Last of all, an appeal to conservatives overall and Christians in particular. Keep in mind that Trump has no real ideological foundation for grasping Christian conservative principles. That, along with his character, was why I could not support his nomination.

Quite a few readers castigated those, like me, who considered themselves NeverTrump. Please know that we took that stance as a matter of principle. Even if you disagreed with the position, I hope you will grant us that, at least.

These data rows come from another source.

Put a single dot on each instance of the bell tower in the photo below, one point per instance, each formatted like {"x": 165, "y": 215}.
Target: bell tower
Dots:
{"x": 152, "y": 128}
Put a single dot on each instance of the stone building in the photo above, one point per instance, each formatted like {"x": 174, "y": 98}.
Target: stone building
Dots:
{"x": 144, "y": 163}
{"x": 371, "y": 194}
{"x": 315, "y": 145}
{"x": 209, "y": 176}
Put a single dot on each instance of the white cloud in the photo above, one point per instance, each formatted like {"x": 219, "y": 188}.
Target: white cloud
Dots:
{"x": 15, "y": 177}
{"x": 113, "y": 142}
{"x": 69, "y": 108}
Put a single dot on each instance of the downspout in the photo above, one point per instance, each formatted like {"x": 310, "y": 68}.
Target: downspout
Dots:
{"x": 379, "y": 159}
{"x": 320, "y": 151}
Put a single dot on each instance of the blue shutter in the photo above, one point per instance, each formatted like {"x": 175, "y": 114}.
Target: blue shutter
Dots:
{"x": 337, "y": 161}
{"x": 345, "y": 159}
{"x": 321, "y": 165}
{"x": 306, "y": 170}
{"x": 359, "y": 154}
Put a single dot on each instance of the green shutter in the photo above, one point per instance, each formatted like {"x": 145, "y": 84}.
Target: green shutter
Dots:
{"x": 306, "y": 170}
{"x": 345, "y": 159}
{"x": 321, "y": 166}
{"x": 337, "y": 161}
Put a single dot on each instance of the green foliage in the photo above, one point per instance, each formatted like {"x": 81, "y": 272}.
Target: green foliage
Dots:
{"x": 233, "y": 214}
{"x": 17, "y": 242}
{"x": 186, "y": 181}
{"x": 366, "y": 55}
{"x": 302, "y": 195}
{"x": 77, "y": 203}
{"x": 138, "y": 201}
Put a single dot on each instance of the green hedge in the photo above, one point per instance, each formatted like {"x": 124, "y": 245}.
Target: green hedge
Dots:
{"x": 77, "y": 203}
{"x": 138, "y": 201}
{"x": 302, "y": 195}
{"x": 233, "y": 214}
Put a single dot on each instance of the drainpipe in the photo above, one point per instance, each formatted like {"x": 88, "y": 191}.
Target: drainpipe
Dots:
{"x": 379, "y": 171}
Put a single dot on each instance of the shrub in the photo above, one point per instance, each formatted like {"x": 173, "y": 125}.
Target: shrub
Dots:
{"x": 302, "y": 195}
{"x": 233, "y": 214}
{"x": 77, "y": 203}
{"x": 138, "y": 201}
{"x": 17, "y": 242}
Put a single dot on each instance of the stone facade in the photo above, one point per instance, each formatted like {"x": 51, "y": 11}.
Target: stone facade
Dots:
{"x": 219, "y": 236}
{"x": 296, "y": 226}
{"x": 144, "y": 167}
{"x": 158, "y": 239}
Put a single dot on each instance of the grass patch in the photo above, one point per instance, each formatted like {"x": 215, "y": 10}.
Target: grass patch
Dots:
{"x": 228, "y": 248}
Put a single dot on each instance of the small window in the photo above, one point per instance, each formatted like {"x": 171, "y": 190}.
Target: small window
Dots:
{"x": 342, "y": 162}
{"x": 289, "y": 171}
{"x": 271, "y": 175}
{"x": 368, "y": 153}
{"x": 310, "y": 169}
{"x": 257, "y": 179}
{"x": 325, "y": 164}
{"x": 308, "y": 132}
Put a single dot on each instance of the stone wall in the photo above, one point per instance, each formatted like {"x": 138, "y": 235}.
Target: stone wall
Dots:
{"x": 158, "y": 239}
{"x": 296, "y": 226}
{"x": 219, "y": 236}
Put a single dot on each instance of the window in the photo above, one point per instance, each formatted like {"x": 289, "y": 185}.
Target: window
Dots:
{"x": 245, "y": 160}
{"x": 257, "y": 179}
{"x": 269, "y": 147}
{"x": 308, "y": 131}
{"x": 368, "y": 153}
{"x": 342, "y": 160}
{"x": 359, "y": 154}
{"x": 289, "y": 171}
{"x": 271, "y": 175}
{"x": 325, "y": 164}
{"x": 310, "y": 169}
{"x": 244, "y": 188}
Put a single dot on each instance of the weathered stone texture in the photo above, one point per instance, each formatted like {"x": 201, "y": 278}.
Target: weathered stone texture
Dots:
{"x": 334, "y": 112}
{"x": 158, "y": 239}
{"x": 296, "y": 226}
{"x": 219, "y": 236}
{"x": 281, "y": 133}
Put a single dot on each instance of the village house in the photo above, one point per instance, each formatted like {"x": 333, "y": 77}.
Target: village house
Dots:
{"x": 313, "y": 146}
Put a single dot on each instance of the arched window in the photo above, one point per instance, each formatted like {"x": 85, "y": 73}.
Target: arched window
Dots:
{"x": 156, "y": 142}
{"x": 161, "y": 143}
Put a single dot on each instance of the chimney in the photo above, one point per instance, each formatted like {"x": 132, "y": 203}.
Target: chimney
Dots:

What I’m concerned about now is another group that perhaps can be labeled AlwaysTrump. These are people who will defend Trump no matter what, who will find a rationalization for everything he does, regardless of how unconstitutional or offensive his decisions/actions may be.

Here’s my appeal: don’t allow yourselves to be AlwaysTrump; never surrender your reasoning powers and your conscience; stand instead for principle; keep your integrity.

I will do my best to be an honest commentator as the Trump administration goes forward. I will not dump on Trump as a reflex action (I’m not a Democrat). I will give him credit where it is due. If he follows through on his promises, I will say so. I truly hope he surprises me in new ways over the next four years, and my fervent prayer is that God will use him (whether or not he acknowledges that’s what’s happening) and those he has chosen to serve with him to help restore our spiritual and moral foundation.

When I do critique his actions, though, I also hope that my readers will realize I am doing so not out of personal pique but as a sober assessment of what he has done.

If you are seeking a commentator who will criticize everything Trump does, no matter what it is, I’m not that person.

If you are seeking a commentator who will praise everything Trump does, no matter what it is, I’m not that person.

But if you want honest commentary, commentary with integrity based on a devotion to the Biblical worldview and to constitutional government, then I invite you to come back often to this blog. My pledge is that I will be that kind of commentator.